SQL Server Storage
At its heart, SQL Server is just a place to keep data. There’s a lot of fancy logic for putting data
in quickly and finding the data you need quickly but bottom line it’s just a
bunch of database stored and a bunch of disks (or other storage). That means that the key to understanding and
maintaining SQL Server is understanding the way it stores data. There have been hundreds of articles, books,
posts, and tweets on this topic in the years of SQL Server’s existence so you
might well ask why I’m posting yet another one.

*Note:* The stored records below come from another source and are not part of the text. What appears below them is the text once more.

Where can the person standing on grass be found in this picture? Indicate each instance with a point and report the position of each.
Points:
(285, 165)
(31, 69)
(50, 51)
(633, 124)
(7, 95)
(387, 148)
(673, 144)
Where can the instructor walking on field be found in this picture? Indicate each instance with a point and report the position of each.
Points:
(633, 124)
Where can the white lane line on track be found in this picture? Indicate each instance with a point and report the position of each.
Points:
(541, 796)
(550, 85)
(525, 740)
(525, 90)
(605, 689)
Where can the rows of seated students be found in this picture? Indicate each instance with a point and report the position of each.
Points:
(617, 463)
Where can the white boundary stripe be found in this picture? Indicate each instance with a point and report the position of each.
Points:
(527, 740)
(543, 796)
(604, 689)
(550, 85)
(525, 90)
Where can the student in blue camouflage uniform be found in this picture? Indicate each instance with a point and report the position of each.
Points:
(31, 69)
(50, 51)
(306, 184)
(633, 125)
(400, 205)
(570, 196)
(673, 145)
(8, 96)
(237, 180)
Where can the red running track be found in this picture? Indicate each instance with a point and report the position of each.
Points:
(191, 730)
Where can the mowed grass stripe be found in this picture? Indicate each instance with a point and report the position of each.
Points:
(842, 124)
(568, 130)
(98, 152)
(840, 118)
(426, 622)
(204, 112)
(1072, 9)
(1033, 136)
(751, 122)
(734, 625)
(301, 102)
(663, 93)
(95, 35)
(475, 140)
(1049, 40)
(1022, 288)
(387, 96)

The answer is that in spite of all the available information, over half
of the SQL Server infrastructures I work on have made significant mistakes in
storage management so I am writing this so I have something to point to when I
run into DBAs who manage databases with storage issues. This isn’t intended to be a comprehensive
treatment of storage but rather a summary of the things I see problems with
most often.
Windows Filesystem
Since SQL Server storage uses Windows to manage the actual
storage, it’s necessary to talk a little bit about how Windows stores
data. Warning – this is an
over-simplified high level view of Windows.

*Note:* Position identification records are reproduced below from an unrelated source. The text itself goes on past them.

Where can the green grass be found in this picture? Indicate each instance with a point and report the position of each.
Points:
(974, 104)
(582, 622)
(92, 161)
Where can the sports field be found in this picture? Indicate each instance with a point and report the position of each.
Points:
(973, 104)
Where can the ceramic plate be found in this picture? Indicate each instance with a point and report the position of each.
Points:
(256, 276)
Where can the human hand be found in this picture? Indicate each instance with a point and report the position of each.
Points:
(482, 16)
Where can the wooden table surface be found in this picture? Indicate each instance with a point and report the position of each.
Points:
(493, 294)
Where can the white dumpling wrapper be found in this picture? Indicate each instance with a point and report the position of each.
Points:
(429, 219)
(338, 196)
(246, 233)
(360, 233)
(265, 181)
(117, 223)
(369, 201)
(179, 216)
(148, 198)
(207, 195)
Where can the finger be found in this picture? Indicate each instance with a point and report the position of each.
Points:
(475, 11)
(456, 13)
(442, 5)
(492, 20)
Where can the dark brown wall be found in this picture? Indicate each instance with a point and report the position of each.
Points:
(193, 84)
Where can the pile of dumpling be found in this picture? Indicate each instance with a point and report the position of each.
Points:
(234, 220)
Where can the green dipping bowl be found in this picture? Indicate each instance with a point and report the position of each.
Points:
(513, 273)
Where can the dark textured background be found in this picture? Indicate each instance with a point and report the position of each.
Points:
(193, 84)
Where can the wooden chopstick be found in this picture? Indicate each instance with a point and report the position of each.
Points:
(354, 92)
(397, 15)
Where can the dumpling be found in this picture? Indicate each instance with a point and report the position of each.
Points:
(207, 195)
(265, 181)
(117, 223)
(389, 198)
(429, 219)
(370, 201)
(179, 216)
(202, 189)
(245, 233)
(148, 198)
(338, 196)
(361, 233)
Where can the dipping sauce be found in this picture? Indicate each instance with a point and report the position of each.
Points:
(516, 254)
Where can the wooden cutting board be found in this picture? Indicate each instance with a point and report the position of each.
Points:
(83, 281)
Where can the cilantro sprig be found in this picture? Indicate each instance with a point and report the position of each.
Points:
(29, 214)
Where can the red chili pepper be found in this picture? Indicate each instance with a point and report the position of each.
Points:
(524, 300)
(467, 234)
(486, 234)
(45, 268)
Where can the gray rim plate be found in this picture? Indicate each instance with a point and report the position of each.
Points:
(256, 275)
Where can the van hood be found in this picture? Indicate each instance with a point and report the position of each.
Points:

Windows data is stored on volumes.
A volume may be a disk drive, a RAID array a LUN on a SAN but for our
purposes a volume is a bunch of bytes of storage Windows uses to keep files
on. There’s a directory that keeps track
of what files have been written to the volume and where they are stored. Ideally, each file occupies one contiguous
chunk of bytes but it’s common for a file to have its data spread across many
isolated chunks of storage. The chunks
of storage that aren’t being used by files are entered on a list of unallocated
chunks of storage called a free list.
When Windows needs space to write something it goes through
the free list until it finds a good place to write it. For example, if it needs to write 1MB it
might find an entry on the free list for a 1.5 MB chunk. It will then write the 1MB, put a pointer to
what it wrote in the directory and then put a .5MB entry back on the free
list. When a file is deleted, the space
not needed for the file is put back on the free list. It’s not hard to see that over time, the free
list becomes very large with pointers to many small chunks of storage. This has two impacts – Windows takes longer to
allocate new space because it has to search through a longer list to find it making
space allocation a bottleneck and Windows often can’t find a big enough chunk
of free space to write a file so the file gets written as small chunks spread
across the disk resulting is slow IO performance when reading or updating the
file. This can lead to major performance
problems so Windows has a defragmentation utility that moves data around so
files are in a single contiguous space as much as possible and free space in
consolidated into a few large chunks.
So what does all this mean for SQL Server? SQL Server tries to avoid fragmentation by
allocating all the space specified for a SQL Server file when the file is
created. This works as long as the
storage isn’t fragmented when the file is created so tip one is to defragment
the volume before creating the files for a database. This fragmentation avoidance strategy also
assumes that you create the files big enough to satisfy the databases’ need for
space for an extended period of time – maybe six months or a year. If you grow the files in small increments,
each increment is a separate space allocation for Windows so the disk volume
can become fragmented. I often see SQL
Server installations where the database files have been created with the
default size specifications. That means
the file starts at 2MB and grows in 1MB increments. A 1TB database grown with these settings
would have almost a million space allocations.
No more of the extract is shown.